Wagner had 11 points in his first start of the season and just the sixth in his two seasons with the Wizards.
After a week in which Washington players up and down the roster spoke about the need to take pride in individual defense, Wagner spoke about the role trust — in themselves and in each other — played in Sunday’s win.
“The start had a lot to do with it. Just not getting down in the first quarter — and I don’t even mean points. I just mean mentally, like, keep trusting each other,” Wagner said. “Keep being uplifted and engaged throughout the whole first half. And then, yeah, once you establish that trust, it’s easier to go into the second half, keep on going like that. We’ve got to be sure to have that defensive intensity every game.”
The Wizards’ defense did the yeoman’s work its once high-powered offense did at the beginning of the season.
Washington shot 39.8 percent overall and just 23.3 percent from three as its long-range shooting struggles continued, but the offense hummed anyway with some of the better ball movement deployed all season. The Wizards had 21 assists on 29 made baskets through three quarters and entered the fourth with a 22-point lead.

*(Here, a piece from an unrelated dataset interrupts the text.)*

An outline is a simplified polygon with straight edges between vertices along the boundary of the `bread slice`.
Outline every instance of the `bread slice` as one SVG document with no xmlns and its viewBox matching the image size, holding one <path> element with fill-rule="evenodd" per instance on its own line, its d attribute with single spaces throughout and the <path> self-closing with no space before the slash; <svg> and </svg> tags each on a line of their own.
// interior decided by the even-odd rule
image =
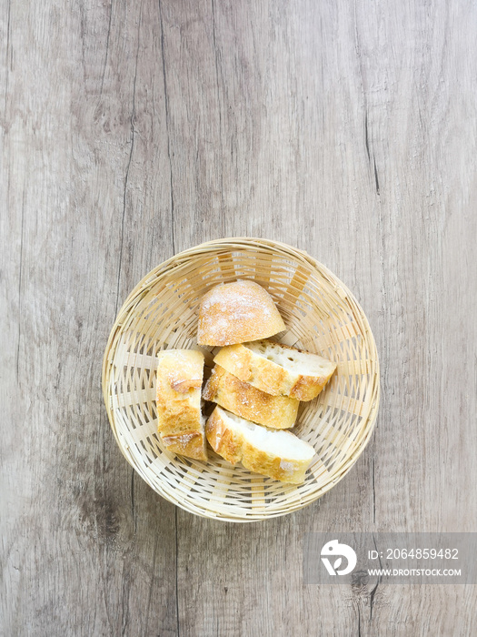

Boston (13-13) shot 35.6 percent overall and 25.7 percent from three. With Tatum wrapped up for 23 minutes, Jaylen Brown and Kemba Walker sustained the offense with 25 points apiece.
“I thought tonight we were just active,” Brooks said. “We got back in transition defense. That’s been an Achilles’ heel for a while now. We weren’t worried about hanging around, trying to get an offensive rebound. We were getting back and getting into our defensive stance. We talked about that. We walked through it yesterday.”
There was no talk of cracking cans of White Claw, as Brooks joked about after Washington’s stunning win against the Brooklyn Nets two weeks ago. The coach and his players were measured in their postgame video conferences with just seven victories to their name this season. More than that, the Wizards have posted back-to-back wins just once this season, Jan. 1 and 3.
They will get another chance Monday with John Wall, set to play his first game in Washington against the team he spent the first decade of his NBA career playing for, and the Houston Rockets coming to town.
“It’s a big boost, 100 percent," Beal said of the win. “On the other side, we still didn’t do a lot of things perfect. A lot of things we were messing up on the fly. But I think our effort is what saved us. ... We kind of showed our hand of what we were capable of doing, and now, like I’ve been saying the last couple games, it’s consistency. We’ve got to build on that. Definitely excited about getting a win against a great team, but we’ve got another one coming in tomorrow that we’ve got to get some get-back on.”